Since we are not all living so lost in love that we are all conjoined at the groins in a blissful utopia of joy (never give up!) we develop levels of space and proximity to each other every time we advance our relationship even one step.
How much less emotional space will we allow today? How much more intimate space will we explore today? And such and such. It’s the nature of the situation! And it’s captured in the timeless sentiment: “Absence makes the heart grow fonder.”
But honestly, how much space does a person really want or need from their partner? And why? That’s the biggest question: Why is space being taken if we ever have to be apart?
Little moments of space are the things that keep relationships mysterious, alluring and attractive. Your lover goes home for the night, and you recharge your desire to reconnect to them in the space and time. But what if the space is imposed artificially? What if the space is created by an unseen force outside of both lovers’ control? It becomes a test to the relationship.
I had to take space from a lover for health reasons recently, and it made our connection grow and shrink and survive in insightful ways. I could not touch this lover as health conditions were healing, and I didn’t know how much or little she wanted to talk.
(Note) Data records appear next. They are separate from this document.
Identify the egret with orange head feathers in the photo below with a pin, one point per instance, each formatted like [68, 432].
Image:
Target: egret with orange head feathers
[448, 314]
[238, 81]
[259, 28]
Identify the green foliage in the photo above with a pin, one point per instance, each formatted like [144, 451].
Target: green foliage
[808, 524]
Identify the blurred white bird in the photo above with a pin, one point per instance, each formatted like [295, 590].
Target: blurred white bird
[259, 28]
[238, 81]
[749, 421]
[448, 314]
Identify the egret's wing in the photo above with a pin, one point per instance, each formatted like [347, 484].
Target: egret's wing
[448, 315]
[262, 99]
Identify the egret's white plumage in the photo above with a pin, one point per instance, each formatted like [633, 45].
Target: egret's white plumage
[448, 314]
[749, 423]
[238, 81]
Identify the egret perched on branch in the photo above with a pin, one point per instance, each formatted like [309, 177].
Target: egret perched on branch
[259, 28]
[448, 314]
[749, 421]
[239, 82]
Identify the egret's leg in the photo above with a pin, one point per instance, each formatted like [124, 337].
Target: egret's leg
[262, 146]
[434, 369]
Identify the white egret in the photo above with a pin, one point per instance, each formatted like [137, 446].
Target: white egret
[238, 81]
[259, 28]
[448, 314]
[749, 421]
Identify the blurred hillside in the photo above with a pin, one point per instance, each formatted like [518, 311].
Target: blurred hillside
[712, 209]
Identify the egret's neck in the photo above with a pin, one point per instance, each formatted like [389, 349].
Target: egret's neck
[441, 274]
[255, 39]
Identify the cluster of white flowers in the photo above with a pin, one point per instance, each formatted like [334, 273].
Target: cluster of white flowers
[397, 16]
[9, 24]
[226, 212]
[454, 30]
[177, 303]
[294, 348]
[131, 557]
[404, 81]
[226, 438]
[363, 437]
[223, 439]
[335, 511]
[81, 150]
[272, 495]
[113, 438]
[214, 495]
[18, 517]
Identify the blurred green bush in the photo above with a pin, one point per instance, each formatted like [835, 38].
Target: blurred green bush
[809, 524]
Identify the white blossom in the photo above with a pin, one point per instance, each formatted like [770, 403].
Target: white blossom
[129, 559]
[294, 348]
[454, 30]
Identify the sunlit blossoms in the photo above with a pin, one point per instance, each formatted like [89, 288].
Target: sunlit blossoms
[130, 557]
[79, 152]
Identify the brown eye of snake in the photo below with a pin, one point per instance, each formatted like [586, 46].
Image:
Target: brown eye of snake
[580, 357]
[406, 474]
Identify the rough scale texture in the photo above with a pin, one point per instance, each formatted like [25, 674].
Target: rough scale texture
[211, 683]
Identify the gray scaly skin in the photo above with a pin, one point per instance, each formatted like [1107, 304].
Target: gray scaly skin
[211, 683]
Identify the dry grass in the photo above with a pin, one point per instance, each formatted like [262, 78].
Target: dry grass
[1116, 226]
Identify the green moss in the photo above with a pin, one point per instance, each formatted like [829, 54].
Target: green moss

So I gave her space, as people may want when healing.
A few days later I realized that I gave too much space, as she said “I want closeness in other ways.” I woke up and balanced the space between us with more communication, emotion and compassion, but kept a distance for other safety purposes.
It was a sobering lesson in maturity. Ask a person how much space they need, to certify the right support system for them while being safe for yourself. Once a week, a text or phone call? Hookups every other week? Visits every other day? What works for your safe space timeout equation?
Ask your lover or poly partner when you need to, then blast off to your fantasies when you reconnect!